Dhamma

Thursday, October 31, 2024

Lady Hester Stanhope, the queen of the desert

  HESTER STANHOPE paid dearly for her satirical talent, although one might also say that she owed both her legend and her reputation to it. The most satisfying period of her life were the years when she lived in and managed the house owned by her uncle, William Pitt the Younger, Prime Minister under George III. Apparently, she proved indispensable, with her arguable beauty, her brilliant, albeit exhausting conversation, and her ability to organise important political supper parties and make them enjoyable. However, her penchant for satire made her so many enemies that when Pitt died in 1806, she found herself surrounded by a great void, though with a full purse: the State gave her a generous life pension, presumably to reward the niece for her extremely loyal uncle’s patriotic efforts.

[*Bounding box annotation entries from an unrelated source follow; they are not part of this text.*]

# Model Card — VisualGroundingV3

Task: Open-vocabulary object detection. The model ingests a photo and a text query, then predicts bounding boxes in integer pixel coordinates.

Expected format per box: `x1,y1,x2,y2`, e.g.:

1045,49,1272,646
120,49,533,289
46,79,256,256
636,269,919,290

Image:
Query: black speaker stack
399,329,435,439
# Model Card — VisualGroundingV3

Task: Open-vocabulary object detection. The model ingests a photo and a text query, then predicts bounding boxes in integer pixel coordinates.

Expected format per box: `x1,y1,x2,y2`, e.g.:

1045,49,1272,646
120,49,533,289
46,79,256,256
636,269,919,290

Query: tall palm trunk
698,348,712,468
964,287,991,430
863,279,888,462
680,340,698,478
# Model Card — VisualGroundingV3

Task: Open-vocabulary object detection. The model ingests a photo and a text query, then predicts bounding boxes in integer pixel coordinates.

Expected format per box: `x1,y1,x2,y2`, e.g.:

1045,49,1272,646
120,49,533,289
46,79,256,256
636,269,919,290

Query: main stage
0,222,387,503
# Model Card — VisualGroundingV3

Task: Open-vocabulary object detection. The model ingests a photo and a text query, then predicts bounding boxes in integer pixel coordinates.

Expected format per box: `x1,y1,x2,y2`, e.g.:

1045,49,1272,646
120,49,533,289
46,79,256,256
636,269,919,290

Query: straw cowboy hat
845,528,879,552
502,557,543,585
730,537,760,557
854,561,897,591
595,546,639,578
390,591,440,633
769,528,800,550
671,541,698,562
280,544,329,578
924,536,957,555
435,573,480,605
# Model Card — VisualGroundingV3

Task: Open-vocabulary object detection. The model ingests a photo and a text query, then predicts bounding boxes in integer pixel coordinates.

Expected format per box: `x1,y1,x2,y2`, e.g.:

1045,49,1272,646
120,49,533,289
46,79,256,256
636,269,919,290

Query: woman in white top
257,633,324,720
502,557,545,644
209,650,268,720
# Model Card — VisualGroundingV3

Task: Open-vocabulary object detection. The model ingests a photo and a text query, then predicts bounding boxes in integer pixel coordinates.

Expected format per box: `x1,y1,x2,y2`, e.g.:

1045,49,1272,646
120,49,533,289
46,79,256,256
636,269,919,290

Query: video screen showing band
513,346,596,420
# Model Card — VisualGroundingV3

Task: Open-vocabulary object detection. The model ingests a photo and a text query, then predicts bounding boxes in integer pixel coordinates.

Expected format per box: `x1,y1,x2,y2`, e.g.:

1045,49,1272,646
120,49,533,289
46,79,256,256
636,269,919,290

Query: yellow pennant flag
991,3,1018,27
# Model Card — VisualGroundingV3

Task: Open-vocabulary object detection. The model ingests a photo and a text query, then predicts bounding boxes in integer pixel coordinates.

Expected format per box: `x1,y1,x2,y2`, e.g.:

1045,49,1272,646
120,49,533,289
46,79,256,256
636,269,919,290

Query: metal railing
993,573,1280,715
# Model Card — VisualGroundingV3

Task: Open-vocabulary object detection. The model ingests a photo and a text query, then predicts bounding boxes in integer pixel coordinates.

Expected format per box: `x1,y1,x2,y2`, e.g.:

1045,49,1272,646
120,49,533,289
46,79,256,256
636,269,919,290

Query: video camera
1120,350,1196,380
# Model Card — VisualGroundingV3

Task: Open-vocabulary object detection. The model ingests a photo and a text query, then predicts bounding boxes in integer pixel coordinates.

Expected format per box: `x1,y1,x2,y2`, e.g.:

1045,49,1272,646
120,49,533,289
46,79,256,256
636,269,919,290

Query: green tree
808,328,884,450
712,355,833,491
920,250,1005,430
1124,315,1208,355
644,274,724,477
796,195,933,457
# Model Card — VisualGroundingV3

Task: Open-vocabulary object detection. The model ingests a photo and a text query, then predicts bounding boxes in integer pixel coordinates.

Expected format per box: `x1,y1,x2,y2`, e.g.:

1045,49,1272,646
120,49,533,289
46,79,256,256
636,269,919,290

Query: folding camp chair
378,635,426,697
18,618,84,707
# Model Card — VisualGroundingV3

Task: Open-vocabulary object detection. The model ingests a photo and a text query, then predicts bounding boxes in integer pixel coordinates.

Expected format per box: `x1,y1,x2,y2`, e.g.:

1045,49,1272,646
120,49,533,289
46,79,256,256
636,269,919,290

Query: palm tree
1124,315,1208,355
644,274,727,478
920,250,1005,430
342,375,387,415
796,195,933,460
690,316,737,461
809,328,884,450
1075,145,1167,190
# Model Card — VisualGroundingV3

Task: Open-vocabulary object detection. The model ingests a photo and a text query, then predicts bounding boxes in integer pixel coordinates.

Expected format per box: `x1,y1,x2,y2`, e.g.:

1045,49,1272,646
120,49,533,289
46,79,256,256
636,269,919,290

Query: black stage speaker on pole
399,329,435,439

William Pitt wasn’t the only man, whether related by blood or not, to have been subjugated by Lady Hester. Although, for her time, she was a giant (she was nearly five foot nine tall), her vitality and talent made her irresistible in her young and not-so-young years, to the extent that it allowed her not to get married. She denied that she was beautiful and claimed that she was possessed, rather, of “a homogeneous ugliness”, She was unfortunate in the love of her life, for the famous general, John Moore—upon whom, on the death of her benefactor, her nights and days came to depend—perished in La Coruña during the Peninsular War, or what we Spaniards call the War of Independence.

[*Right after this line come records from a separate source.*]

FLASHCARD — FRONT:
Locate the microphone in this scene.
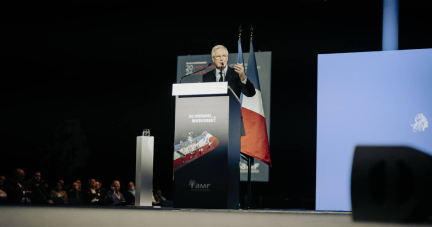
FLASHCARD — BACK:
[221,62,224,81]
[179,62,212,83]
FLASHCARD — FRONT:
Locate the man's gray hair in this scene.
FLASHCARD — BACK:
[212,45,229,57]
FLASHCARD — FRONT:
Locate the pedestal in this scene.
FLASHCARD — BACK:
[135,136,154,206]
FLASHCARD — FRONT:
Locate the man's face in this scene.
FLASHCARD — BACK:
[128,182,135,191]
[15,169,25,182]
[33,173,41,182]
[72,182,79,191]
[90,179,96,188]
[212,48,228,68]
[0,176,6,185]
[111,184,120,192]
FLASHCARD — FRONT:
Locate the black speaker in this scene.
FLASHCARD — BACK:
[351,146,432,222]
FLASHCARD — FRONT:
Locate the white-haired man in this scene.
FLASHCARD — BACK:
[203,45,255,98]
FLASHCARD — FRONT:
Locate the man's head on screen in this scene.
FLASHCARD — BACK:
[212,45,228,69]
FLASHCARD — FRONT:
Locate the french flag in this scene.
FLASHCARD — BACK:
[239,40,272,167]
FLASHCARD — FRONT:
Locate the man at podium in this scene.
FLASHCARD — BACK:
[203,45,255,98]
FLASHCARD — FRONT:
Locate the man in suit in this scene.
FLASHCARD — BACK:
[203,45,255,98]
[29,172,53,204]
[4,169,32,204]
[203,45,256,136]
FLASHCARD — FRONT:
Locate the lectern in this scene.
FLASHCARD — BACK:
[173,82,241,209]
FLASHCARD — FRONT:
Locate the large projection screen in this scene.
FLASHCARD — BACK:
[316,49,432,211]
[177,51,271,182]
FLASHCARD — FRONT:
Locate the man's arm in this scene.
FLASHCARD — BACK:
[234,63,256,97]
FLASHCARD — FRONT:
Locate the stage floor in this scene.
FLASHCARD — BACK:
[0,206,431,227]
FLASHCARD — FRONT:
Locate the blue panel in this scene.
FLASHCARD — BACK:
[316,49,432,210]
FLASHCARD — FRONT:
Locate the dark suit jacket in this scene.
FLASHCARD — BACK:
[203,67,255,98]
[203,67,256,136]
[29,181,52,204]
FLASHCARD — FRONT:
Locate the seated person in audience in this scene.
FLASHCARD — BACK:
[96,181,106,203]
[0,176,7,204]
[3,169,32,204]
[50,181,69,204]
[75,180,82,191]
[68,182,83,199]
[83,178,105,205]
[29,172,53,204]
[155,189,166,201]
[155,189,173,207]
[107,181,126,206]
[152,193,160,206]
[123,182,135,205]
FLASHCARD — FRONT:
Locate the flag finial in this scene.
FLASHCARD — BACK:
[251,23,253,41]
[239,24,241,41]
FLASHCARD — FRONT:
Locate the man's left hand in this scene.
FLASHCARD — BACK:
[234,63,246,81]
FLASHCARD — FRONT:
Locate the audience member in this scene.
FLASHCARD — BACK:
[3,169,32,204]
[83,179,105,205]
[107,180,126,206]
[50,181,69,204]
[155,189,166,202]
[155,189,173,207]
[75,180,82,191]
[0,176,7,204]
[68,182,83,200]
[123,182,135,205]
[29,172,53,204]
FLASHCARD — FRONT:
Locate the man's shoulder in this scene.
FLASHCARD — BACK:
[203,69,214,76]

It was partly this and partly the unbearable loss of power and politicking that drove her to leave England when she was thirty-three, an age which, for a single woman two centuries ago, meant resignation and withdrawal. From that moment on, however, she began to forge the legend of an extremely wealthy woman who travelled incessantly throughout the Middle East with an extravagant and ever-growing entourage—a genuine caravan at certain particularly fruitful periods of her life—with no set goal or aim. Greece, Turkey, Egypt, Lebanon and Syria saw her pass or stay, dressed in Eastern fashion and as a man, surrounded by servants, secretaries, lady companions, hangers-on, French generals fascinated by her personality, or by Dr Meryon who recorded her escapades, and by her various lovers who were almost always younger and better-looking. Her prestige among the sheikhs and emirs allowed her to travel as far as Palmyra, a place entirely inaccessible to Westerners at the time. She settled down among the Druses in Mount Lebanon and there, by her own means, exercised the kind of influence which, in her own country, she had failed to inherit from her relations.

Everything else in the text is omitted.